Over the past decade, we have seen significant innovation in the data stack. For example, in the computation layer, the ecosystem started from the MapReduce framework, and grew to many different general and specialized systems such as Apache Spark for general data processing, Apache Storm, Apache Samza for stream processing, Apache Mahout for machine learning, Tensorflow, Caffe for deep learning, Presto, Apache Drill for SQL workloads. There are more than fifty popular frameworks for various workloads and the number is growing. Similarly, the storage layer of the ecosystem grew from the Hadoop Distributed File System (HDFS) to a variety of choices as well, such as file systems, object stores, blob stores, key-value systems, and NoSQL databases to realize different tradeoffs in cost, speed and semantics.

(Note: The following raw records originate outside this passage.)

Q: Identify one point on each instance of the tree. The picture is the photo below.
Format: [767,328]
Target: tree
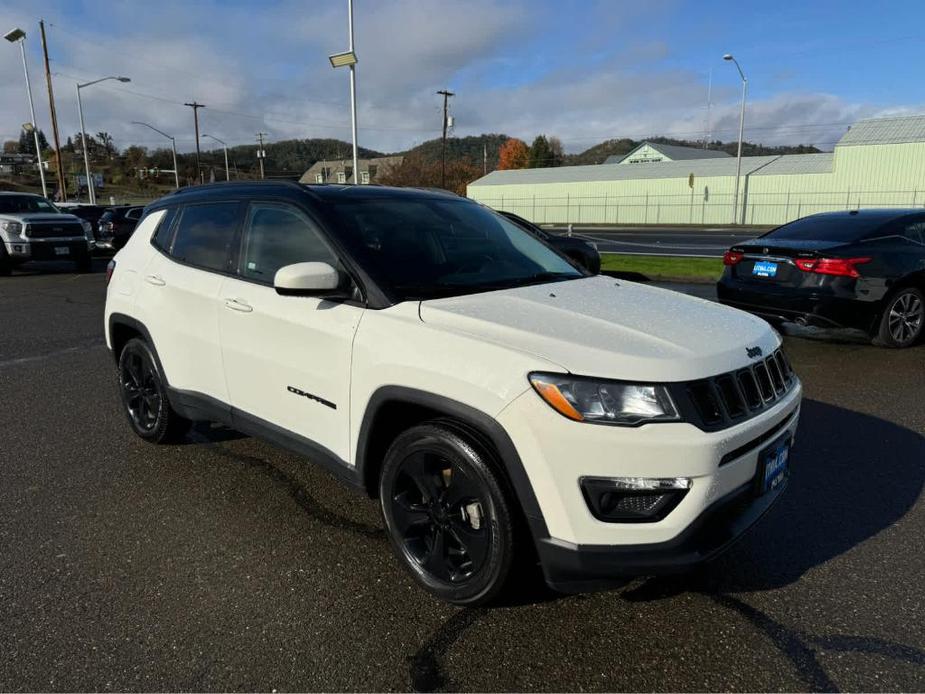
[557,153]
[540,153]
[106,144]
[513,154]
[27,141]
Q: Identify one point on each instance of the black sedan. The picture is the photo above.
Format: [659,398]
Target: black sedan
[856,269]
[580,252]
[117,225]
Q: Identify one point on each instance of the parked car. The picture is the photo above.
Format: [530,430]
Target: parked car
[581,252]
[88,213]
[860,269]
[32,229]
[428,351]
[117,225]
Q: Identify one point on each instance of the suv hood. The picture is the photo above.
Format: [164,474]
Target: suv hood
[609,328]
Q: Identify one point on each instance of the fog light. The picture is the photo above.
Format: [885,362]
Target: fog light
[633,499]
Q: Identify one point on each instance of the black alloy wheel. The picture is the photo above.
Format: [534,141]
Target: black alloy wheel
[144,395]
[903,319]
[446,514]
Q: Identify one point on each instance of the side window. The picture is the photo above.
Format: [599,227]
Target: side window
[161,236]
[276,235]
[204,234]
[915,231]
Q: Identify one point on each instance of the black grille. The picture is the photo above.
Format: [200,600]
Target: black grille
[724,400]
[53,230]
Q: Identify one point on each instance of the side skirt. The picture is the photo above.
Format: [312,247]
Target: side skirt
[202,408]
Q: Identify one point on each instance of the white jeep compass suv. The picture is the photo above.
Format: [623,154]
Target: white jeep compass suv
[503,405]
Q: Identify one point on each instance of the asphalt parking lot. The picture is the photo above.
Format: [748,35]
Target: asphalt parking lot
[227,564]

This increasing complexity in the stack creates challenges in multi-fold. For system developers, it requires more work to integrate a new compute or storage component as a building block to work with the existing ecosystem. For big data application developers, understanding and managing the correct way to access different data stores becomes more complex. For end users, accessing data from various and often remote data stores often results in performance penalty and semantics mismatch. For system admins, adding, removing, or upgrading an existing compute or data store or migrating data from one store to another can be arduous if the physical storage has been deeply coupled with all applications.

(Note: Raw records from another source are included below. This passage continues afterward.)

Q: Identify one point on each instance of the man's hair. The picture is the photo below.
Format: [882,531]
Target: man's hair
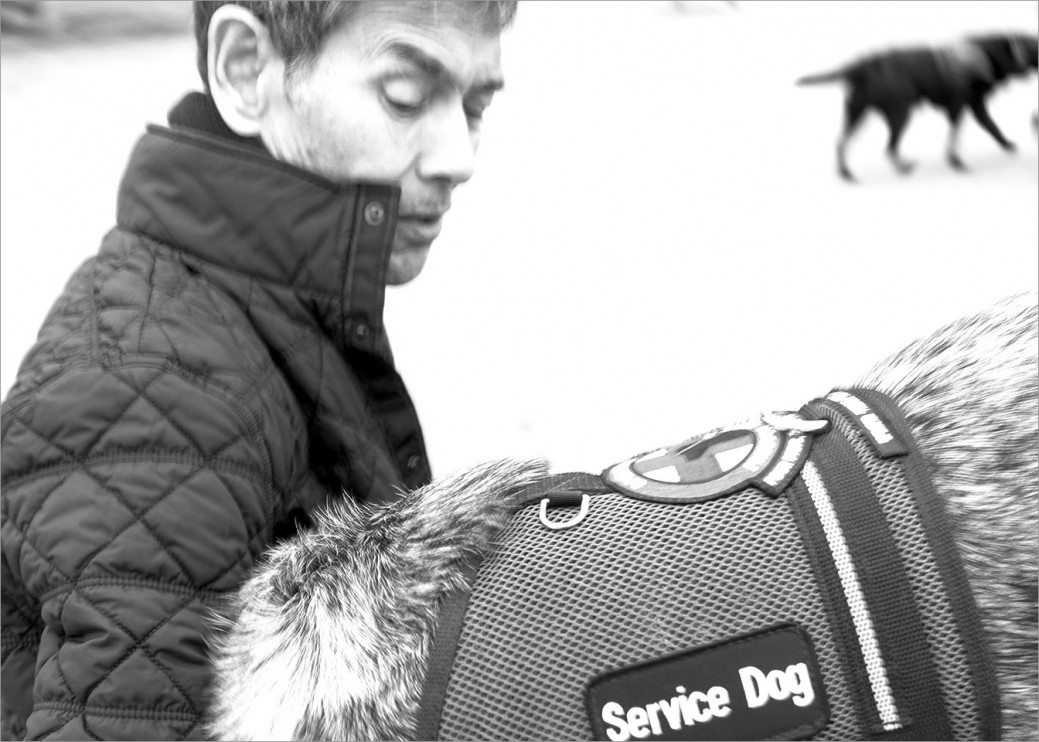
[297,29]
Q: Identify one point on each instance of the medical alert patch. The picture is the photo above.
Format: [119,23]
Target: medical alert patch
[765,685]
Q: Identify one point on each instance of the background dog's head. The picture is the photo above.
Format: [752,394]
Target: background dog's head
[1010,54]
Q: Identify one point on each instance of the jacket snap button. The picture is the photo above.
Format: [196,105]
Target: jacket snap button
[375,214]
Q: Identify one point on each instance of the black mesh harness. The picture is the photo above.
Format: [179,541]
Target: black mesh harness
[788,578]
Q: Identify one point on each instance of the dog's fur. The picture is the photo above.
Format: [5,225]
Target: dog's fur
[954,78]
[329,638]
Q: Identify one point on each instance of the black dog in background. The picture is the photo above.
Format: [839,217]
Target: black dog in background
[954,78]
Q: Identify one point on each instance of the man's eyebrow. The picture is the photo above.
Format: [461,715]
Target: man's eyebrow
[410,54]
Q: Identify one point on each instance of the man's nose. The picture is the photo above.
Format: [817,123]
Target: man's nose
[450,148]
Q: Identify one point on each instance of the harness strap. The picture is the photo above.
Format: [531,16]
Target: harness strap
[869,598]
[561,489]
[950,565]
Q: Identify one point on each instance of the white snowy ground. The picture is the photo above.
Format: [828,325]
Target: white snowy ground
[656,241]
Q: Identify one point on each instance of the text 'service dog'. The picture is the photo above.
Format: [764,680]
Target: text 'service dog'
[893,598]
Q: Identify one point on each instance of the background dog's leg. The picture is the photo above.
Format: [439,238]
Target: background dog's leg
[854,109]
[981,113]
[952,148]
[897,118]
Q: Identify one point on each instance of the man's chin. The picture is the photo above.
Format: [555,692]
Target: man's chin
[405,265]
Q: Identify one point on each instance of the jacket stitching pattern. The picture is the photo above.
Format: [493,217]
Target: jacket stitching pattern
[138,645]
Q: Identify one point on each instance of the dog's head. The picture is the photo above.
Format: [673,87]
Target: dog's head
[1010,54]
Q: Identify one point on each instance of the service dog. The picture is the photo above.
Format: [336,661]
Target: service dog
[954,78]
[331,637]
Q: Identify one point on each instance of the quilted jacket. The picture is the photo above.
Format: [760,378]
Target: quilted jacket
[218,370]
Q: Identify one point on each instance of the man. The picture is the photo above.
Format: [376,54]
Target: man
[220,370]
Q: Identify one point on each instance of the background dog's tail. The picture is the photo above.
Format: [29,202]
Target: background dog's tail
[825,77]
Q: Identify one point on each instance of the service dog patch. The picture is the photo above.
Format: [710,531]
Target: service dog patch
[764,685]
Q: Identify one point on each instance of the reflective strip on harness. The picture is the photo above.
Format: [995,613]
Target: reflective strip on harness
[868,643]
[784,578]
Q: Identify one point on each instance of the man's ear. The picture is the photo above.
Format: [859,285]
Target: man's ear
[240,51]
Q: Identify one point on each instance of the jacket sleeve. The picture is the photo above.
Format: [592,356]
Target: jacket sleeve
[134,500]
[20,629]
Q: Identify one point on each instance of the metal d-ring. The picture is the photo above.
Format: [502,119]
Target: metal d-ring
[566,524]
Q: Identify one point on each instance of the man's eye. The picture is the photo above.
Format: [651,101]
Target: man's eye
[405,96]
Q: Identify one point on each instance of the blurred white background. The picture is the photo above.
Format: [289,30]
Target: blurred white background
[655,242]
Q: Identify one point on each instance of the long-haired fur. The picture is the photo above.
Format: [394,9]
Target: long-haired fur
[330,637]
[328,640]
[969,394]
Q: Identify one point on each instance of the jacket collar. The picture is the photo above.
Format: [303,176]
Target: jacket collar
[222,199]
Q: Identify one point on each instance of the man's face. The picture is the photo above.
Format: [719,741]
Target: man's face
[396,94]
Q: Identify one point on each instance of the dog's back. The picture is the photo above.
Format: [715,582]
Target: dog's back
[331,637]
[969,394]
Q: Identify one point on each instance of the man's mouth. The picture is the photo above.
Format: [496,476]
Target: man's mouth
[419,229]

To address these challenges, this dissertation proposes an architecture to have a Virtual Distributed File System (VDFS) as a new layer between the compute layer and the storage layer. Adding VDFS into the stack brings many benefits. Specifically, VDFS enables simple data access for different compute frameworks, efficient in-memory data sharing and management across applications, high I/O performance and efficient use of network bandwidth, and the flexible choice of compute and storage. Meanwhile, as the layer to access data and collect data metrics and usage patterns, it also provides users insight into their data and can also be used to optimize the data access based on workloads.

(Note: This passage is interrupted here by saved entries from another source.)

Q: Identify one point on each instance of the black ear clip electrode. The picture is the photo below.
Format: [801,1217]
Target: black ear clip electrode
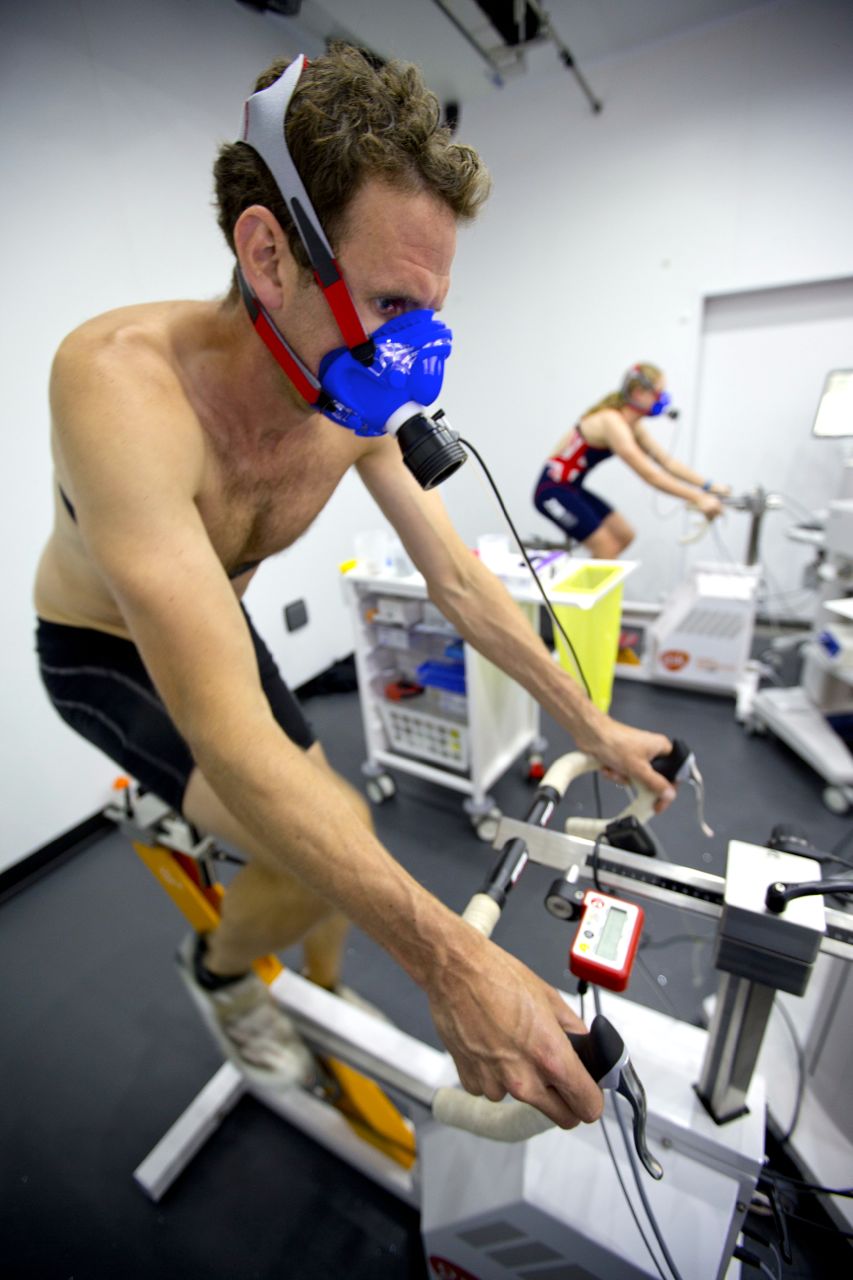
[379,383]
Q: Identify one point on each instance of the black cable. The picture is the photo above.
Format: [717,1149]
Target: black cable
[843,842]
[651,944]
[801,1066]
[527,561]
[819,1226]
[593,862]
[772,1175]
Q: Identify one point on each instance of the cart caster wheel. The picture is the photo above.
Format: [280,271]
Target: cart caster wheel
[536,768]
[487,826]
[835,800]
[381,789]
[387,786]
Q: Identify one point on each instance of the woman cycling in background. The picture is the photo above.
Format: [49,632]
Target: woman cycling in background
[614,425]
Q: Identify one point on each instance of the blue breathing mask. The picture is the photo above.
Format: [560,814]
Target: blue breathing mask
[379,383]
[407,369]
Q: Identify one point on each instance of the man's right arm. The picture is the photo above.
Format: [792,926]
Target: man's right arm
[133,455]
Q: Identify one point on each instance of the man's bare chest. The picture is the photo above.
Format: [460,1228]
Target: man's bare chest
[260,499]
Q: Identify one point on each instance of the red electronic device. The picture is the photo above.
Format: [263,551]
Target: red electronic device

We achieve these goals through an implementation of VDFS called Alluxio (formerly Tachyon). Alluxio presents a set of disparate data stores as a single file system, greatly reducing the complexity of storage APIs, locations, and semantics exposed to applications. Alluxio is designed with a memory centric architecture, enabling applications to leverage memory speed I/O by simply using Alluxio. Alluxio has been deployed at hundreds of leading companies in production, serving critical workloads. Its open source community has attracted more than 800 contributors worldwide.
In this dissertation, we also investigate lineage as an important technique in the VDFS to improve write performance, and also propose DFS-Perf, a scalable distributed file system performance evaluation framework to help researchers and developers better design and implement systems in the Alluxio ecosystem.